Arizona State University-affiliated research programs and laboratories will receive $1.2 billion in new funding for semiconductor packaging, winning two of four new national awards announced by the U.S. Commerce Department on Wednesday.
The biggest prize, worth $1.1 billion, will go to the Natcast Advanced Packaging Facility to be built in the ASU Research Park in southeast Tempe. This laboratory will be part of an effort to bridge the gap between research and commercial production and will involve testing new materials and devices used in specific packaging segments.
Natcast is a nonprofit entity tied to the Commerce Department and will own the new facility, which was announced on Jan. 6 but without a definitive funding amount. The laboratory is expected to draw researchers from around the nation, from startups to large manufacturers.
Packaging is the process of protecting semiconductors and connecting them to the myriad of electronic devices they power, in intricate ways that ensure performance and enhance speed while minimizing power use — all on an increasingly diminutive scale.
“Bolstering our advanced packaging capabilities is key to America remaining a global leader in leading-edge semiconductor manufacturing,” said Secretary of Commerce Gina Raimondo, in a prepared statement. These and other investments under the CHIPS and Science Act “will strengthen our end-to-end semiconductor ecosystem and help close the gap between invention and commercialization to ensure the U.S. is a global leader in semiconductor innovation and manufacturing.”
The Commerce Department also finalized awards of $100 million each to projects in two other states.
One will go to Absolics Inc. in Covington, Georgia, to support the company’s research in glass-core packaging, which focuses on reducing power consumption and the complexity of semiconductor systems used in artificial intelligence, high-performance computing and data centers.

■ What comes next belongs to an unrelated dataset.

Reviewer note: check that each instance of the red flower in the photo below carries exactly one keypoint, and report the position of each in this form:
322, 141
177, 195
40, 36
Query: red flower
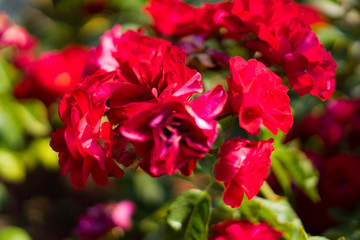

That’s in addition to $100 million for Applied Materials in Santa Clara, California, for packaging used in energy-efficient AI and high-performance computing. Applied Materials also will conduct research at the Natcast facility at ASU.
Arizona already had received a disproportionately high amount of awards under the CHIPS Act, including $6.6 billion for the new Taiwan Semiconductor Manufacturing complex in north Phoenix, about $3.9 billion for Intel’s campus in Chandler and around $400 million going to Amkor Technology, a leading packaging provider, for a new plant in Peoria.